The Bayonetta early access hints at things to come for American players, who won't get their hands on the game until January 5th next year. Jumping into the game, the player is presented with easier control modes or the more complex Regular option. With Regular Controls you have more of an elaborate layout on your controller. The directional pad will use items, the left analog moves your character while the right analog moves the camera. There are two attack buttons, an action button and a jump button. The bumpers and triggers evade, change weapons, taunt, and lock-on.
Choosing your difficulty of controls before the tutorial truly starts, you then face off with what appears to be a gryphon-looking archangel with a spear whilst being serenaded with J-Pop at the bottom of a lake of blood. No joke. The tuotorial requires that you punch and kick when prompted, and before long you're invited to utilize both techniques to unleash combos that sometimes summon a giant heel to kick the (Heaven?) out of Bayonetta's foes. Evading is just as shiny, for when it’s done at the last second “Witch Time” is activated, effectively slowing the enemies.
Holding Y or B will send a steady flow of lead from Bayonettas gun or heel. Yes.
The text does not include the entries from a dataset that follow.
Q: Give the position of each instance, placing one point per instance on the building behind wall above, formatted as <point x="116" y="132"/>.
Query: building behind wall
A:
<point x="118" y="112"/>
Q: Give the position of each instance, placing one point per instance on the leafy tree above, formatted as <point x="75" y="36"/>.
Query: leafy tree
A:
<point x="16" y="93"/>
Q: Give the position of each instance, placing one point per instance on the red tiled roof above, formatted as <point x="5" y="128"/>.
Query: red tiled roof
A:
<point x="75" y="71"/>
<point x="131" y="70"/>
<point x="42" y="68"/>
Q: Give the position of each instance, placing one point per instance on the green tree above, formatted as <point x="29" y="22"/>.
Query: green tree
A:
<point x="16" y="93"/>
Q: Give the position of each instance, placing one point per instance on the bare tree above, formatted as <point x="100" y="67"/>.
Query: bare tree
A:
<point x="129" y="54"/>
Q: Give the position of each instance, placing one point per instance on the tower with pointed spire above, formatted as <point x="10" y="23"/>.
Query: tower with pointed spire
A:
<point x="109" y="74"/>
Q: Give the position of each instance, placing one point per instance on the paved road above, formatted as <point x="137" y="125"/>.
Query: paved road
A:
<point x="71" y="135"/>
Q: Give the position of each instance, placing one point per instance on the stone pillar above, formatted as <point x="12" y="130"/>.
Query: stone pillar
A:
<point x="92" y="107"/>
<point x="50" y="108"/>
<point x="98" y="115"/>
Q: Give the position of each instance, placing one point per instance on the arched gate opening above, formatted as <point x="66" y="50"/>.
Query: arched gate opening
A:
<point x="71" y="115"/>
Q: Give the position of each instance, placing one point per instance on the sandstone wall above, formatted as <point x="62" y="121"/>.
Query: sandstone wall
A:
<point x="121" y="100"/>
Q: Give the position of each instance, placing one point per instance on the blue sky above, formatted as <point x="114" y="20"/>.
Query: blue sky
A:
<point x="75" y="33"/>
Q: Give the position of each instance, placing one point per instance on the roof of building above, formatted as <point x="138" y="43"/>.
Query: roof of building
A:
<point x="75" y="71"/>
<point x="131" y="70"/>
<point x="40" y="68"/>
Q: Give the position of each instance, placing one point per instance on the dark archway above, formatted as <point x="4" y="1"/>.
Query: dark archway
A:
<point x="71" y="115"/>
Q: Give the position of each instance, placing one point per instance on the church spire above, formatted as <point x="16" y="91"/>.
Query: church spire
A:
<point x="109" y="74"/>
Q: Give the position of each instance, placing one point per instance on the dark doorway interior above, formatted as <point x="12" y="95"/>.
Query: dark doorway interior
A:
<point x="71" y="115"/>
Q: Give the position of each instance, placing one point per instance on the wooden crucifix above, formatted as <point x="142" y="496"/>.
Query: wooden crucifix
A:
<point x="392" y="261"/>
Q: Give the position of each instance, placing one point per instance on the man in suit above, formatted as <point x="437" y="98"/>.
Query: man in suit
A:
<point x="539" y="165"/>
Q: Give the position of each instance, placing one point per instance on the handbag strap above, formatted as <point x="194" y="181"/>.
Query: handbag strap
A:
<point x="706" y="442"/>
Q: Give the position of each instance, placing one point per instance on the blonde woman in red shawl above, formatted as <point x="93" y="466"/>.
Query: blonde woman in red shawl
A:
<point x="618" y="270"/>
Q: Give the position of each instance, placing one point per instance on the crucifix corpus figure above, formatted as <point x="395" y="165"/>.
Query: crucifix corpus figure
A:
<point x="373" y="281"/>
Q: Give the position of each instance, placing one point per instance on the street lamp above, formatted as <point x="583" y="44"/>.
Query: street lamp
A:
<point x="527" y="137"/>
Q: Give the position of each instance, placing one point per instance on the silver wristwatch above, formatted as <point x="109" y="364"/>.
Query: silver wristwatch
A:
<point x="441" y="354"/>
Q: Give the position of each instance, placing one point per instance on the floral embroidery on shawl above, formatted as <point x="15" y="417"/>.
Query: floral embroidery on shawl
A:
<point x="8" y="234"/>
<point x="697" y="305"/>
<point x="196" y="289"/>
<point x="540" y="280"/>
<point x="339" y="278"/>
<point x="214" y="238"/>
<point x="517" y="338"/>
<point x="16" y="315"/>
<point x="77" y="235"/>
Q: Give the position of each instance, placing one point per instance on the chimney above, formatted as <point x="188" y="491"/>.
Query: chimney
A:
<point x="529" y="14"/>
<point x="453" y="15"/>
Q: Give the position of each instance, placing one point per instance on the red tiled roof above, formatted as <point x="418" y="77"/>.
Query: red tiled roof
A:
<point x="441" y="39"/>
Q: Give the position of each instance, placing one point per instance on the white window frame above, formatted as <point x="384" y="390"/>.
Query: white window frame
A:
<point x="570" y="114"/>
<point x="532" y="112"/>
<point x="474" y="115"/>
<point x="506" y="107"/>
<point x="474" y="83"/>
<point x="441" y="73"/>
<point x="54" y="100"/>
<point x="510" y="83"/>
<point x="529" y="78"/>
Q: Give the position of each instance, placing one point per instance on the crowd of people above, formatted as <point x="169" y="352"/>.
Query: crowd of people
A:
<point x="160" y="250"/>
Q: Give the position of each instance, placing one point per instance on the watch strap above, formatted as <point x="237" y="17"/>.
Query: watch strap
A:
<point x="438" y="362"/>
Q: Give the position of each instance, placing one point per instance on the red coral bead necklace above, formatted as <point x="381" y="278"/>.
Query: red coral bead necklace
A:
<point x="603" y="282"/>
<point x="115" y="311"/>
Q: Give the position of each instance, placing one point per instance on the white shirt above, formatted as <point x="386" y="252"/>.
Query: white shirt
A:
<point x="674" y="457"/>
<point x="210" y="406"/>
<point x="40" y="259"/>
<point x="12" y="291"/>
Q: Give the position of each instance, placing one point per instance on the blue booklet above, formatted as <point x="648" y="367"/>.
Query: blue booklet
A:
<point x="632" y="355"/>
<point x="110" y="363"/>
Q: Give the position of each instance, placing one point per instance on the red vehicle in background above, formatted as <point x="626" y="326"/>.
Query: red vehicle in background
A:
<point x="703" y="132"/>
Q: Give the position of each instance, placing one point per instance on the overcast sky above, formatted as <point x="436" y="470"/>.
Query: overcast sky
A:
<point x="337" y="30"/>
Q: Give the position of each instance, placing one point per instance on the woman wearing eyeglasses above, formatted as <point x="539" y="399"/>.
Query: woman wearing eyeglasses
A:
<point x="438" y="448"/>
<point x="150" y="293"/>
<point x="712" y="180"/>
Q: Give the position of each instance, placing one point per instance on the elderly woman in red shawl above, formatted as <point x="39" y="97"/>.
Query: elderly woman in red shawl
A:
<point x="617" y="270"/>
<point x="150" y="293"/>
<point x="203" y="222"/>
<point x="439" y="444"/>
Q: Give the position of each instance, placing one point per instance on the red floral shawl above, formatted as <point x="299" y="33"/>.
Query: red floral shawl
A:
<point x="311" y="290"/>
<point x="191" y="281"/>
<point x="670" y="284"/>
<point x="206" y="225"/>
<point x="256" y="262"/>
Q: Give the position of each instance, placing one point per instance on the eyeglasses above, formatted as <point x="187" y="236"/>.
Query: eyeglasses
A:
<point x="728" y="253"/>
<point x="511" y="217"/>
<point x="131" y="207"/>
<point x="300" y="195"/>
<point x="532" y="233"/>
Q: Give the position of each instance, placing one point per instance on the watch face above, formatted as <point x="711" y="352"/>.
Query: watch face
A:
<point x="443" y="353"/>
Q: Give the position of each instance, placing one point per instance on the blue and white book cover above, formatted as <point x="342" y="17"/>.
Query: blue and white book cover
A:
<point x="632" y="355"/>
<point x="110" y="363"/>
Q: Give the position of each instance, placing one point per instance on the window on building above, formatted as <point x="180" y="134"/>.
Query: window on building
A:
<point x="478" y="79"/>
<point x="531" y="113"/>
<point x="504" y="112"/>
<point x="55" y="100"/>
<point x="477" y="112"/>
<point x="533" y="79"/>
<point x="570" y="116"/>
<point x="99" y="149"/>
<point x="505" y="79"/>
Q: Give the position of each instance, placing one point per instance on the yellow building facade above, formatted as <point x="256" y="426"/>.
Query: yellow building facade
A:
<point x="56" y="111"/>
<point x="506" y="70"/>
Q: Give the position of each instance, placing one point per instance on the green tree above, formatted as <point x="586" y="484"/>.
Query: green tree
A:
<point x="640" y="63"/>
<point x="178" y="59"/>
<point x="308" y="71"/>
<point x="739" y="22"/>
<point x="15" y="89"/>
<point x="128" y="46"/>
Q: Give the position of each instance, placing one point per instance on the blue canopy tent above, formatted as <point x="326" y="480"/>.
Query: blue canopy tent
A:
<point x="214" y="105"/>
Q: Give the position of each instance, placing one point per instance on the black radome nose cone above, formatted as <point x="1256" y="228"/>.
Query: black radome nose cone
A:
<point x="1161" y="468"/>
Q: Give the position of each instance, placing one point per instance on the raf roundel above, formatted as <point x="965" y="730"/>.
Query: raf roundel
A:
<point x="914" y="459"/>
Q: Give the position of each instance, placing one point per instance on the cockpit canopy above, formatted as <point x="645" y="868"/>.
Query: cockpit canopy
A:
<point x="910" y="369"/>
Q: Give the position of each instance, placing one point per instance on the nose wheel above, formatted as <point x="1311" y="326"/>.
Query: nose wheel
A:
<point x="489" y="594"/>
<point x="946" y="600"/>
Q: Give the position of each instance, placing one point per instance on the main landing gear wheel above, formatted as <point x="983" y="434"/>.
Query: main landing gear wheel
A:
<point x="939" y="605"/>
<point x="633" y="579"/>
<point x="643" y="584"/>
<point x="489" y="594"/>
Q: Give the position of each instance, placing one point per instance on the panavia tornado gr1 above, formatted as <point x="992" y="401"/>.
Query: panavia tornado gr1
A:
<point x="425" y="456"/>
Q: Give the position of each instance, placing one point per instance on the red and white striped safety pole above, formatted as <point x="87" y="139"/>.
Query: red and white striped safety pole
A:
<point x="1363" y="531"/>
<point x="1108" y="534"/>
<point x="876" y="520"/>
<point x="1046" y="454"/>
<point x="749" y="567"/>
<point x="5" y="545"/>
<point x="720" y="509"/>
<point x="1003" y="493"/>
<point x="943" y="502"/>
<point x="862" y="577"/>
Her HEEL. Holding the B button will unleash a devastating roundhouse kick which she’ll hold in order to outdo Chun-Li, shooting from her heelguns at winged heads that seem to be a mix of one part Dali, one part Spawn.
Bullet Climax is activated by rotating the left stick and pushing either B or Y. Just as shooting with Y uses her normal guns, using the B button in Bullet Climax activates the 360 degree mode as well, but this time Bayonetta is shooting from those soon-to-be-famous heelguns.
The player leaves the tutorial only to fight archangels atop a clock tower that is plummeting to the ground. Despite the craziness of the entire ordeal up until now, the dramatic music paired with the gorgeous visuals somehow make this awkward formula enjoyable. There’s just so much going on, and that’s before the clock tower bashes into even smaller pieces, forcing Bayonetta to navigate and recalibrate in midair. Though this escape scene is autopilot, it is forgivable in both brevity and reprieve; this is a fast-paced game, so one might feel grateful when momentarily allowed to appreciate everything going on in the world of Bayonetta.